After an untold number of visits to New Zealand, having mastered the language, I realise that the "Id" to which the flight attendant is referring is the late Sir Edmund Hillary. He's a figure for whom New Zealanders possess a special abiding affection, if not love, and a ready familiarity. Everyone seems to refer to him by a diminution of his first name.
True, I am on a kind of homage to Hillary. It's vaguely an attempt to somehow erase, or at least correct, a painful and embarrassing memory. Years ago I conducted an ill-fated interview with Sir Edmund at his home in the Auckland suburb of Remuera.

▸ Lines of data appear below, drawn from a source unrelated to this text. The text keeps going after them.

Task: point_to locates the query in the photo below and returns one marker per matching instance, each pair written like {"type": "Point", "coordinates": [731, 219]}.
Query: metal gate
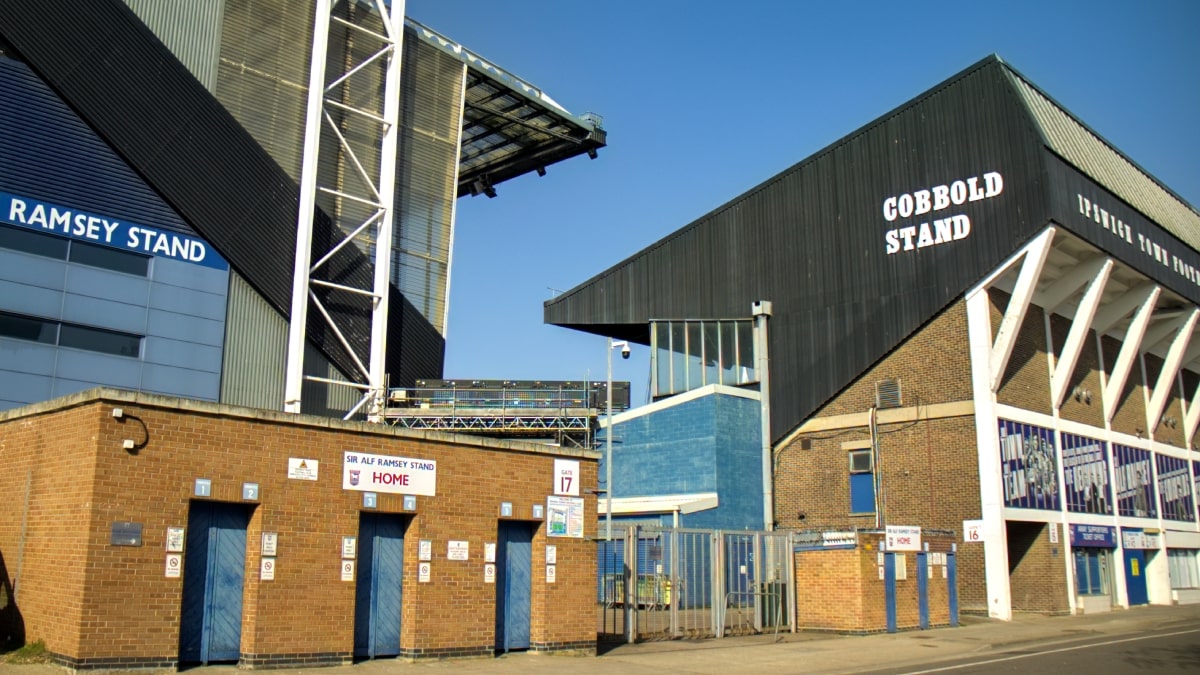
{"type": "Point", "coordinates": [663, 583]}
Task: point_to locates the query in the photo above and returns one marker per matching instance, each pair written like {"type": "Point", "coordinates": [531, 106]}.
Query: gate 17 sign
{"type": "Point", "coordinates": [384, 473]}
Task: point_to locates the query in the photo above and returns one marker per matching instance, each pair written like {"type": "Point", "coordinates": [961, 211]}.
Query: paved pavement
{"type": "Point", "coordinates": [804, 652]}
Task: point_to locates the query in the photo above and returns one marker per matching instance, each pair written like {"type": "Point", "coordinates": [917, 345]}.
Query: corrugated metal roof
{"type": "Point", "coordinates": [1086, 150]}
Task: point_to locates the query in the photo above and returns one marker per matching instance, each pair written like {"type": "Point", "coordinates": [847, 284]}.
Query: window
{"type": "Point", "coordinates": [29, 328]}
{"type": "Point", "coordinates": [1182, 565]}
{"type": "Point", "coordinates": [70, 335]}
{"type": "Point", "coordinates": [862, 482]}
{"type": "Point", "coordinates": [99, 340]}
{"type": "Point", "coordinates": [109, 258]}
{"type": "Point", "coordinates": [1092, 572]}
{"type": "Point", "coordinates": [49, 246]}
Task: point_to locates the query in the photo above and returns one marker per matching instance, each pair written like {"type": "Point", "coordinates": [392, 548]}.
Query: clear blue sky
{"type": "Point", "coordinates": [706, 100]}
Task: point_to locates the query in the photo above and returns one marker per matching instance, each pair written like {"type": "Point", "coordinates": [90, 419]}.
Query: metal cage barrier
{"type": "Point", "coordinates": [663, 583]}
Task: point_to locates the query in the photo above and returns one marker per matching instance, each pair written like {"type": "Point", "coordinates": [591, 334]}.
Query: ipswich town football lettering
{"type": "Point", "coordinates": [945, 230]}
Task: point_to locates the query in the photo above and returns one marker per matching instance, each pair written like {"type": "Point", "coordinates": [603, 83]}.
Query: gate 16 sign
{"type": "Point", "coordinates": [383, 473]}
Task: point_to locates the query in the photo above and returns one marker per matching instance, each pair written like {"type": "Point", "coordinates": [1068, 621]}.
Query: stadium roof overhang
{"type": "Point", "coordinates": [510, 127]}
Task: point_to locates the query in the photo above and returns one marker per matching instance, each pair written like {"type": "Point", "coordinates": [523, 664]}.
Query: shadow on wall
{"type": "Point", "coordinates": [12, 626]}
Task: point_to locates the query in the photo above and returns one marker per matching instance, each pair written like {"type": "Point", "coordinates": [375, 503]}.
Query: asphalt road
{"type": "Point", "coordinates": [1176, 651]}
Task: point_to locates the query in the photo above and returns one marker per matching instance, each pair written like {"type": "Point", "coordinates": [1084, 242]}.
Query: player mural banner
{"type": "Point", "coordinates": [1135, 488]}
{"type": "Point", "coordinates": [1085, 465]}
{"type": "Point", "coordinates": [1029, 464]}
{"type": "Point", "coordinates": [1175, 489]}
{"type": "Point", "coordinates": [1195, 478]}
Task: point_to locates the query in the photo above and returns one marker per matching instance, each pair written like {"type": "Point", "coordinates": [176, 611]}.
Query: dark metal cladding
{"type": "Point", "coordinates": [107, 65]}
{"type": "Point", "coordinates": [814, 240]}
{"type": "Point", "coordinates": [53, 156]}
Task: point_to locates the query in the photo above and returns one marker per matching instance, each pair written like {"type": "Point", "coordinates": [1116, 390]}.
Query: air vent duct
{"type": "Point", "coordinates": [887, 394]}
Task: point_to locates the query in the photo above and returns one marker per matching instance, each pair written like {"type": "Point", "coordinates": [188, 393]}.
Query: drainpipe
{"type": "Point", "coordinates": [761, 310]}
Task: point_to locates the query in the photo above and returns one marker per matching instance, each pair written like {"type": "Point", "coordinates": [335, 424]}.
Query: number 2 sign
{"type": "Point", "coordinates": [567, 477]}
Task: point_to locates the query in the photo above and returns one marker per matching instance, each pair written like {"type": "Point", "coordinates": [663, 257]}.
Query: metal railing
{"type": "Point", "coordinates": [661, 583]}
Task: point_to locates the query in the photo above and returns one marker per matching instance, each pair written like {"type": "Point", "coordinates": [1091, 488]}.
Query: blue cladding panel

Colours abound in the Southern Alps. Photo: AFP
Like so many journalists before and after me, while visiting New Zealand's biggest city I'd simply looked him up in the local White Pages, his address and phone number displayed for all to see, and requested an interview. He agreed, as he was generously inclined, but when I arrived my wallet somehow fell out of my pocket as I was leaving the taxi. The interview was conducted in the living room with Hillary's second wife, June, on the telephone in the kitchen to the taxi company, trying to locate the hapless Australian's wallet full of cash and cards. Both Sir Ed and Lady June were gracious, generous and good-humoured, and I was soon reacquainted with my wallet though my pride took much longer to be restored.
The major reason I'm en route to Aoraki/Mount Cook, as it's properly known, is that 2013 marks the 60th anniversary of the first successful ascent of Mount Everest by Hillary and Tenzing Norgay on May 29, 1953. It's also a little more than five years since the death of perhaps the greatest, and still the most famous, New Zealander, who died in 2008 aged 88.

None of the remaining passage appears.